In separate votes, House and Senate members of the Appropriations Committee approved the agreement reached by Democratic Gov. Dannel P. Malloy’s administration and state employee union officials.

“I think this is a good beginning, but I think there’s a lot more work to be done,” said East Lyme Sen. Paul Formica, the Republican Senate co-chairman of the committee. “I’d like to talk in terms of pension reforms.”

The full House and Senate are expected to vote on Feb. 1.

The deal was reached after months of negotiations between Malloy’s office and the State Employee Bargaining Agent Coalition.
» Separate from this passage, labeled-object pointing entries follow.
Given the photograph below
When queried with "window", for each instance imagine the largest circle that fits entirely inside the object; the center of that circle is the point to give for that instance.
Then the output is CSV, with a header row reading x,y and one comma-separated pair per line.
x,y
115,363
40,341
Malloy has noted that without the agreement Connecticut is on track to see payments for current and past pension obligations jump from $826 million in 2010-11, when he took office, to $6 billion in 2032 — an amount described as an unaffordable fiscal cliff for the state that has worried bond rating agencies and major employers.

Among other things, this plan extends the repayment period for a portion of Connecticut’s unfunded pension liabilities from 2032 to 2047, stabilizing annual payments at approximately $2.5 billion until 2021. Afterward, the payments are projected to begin declining.

Rate of return

At the same time, the agreement includes language showing the administration and SEBAC support a lower assumed rate of return on pension fund investments, from 8 percent to 6.9 percent.

Lawmakers made it clear Tuesday they’re hoping to see changes in pension benefits as well, given the state’s continued financial challenges. The new fiscal year, beginning July 1, is estimated to be approximately $1.5 billion in deficit. However, the state’s health and pension benefit agreement with organized labor is not set to expire until June 2022.

Malloy’s administration is in private discussions with union officials.

“We are at the table now, and I’m going to see those discussions through,” the governor said.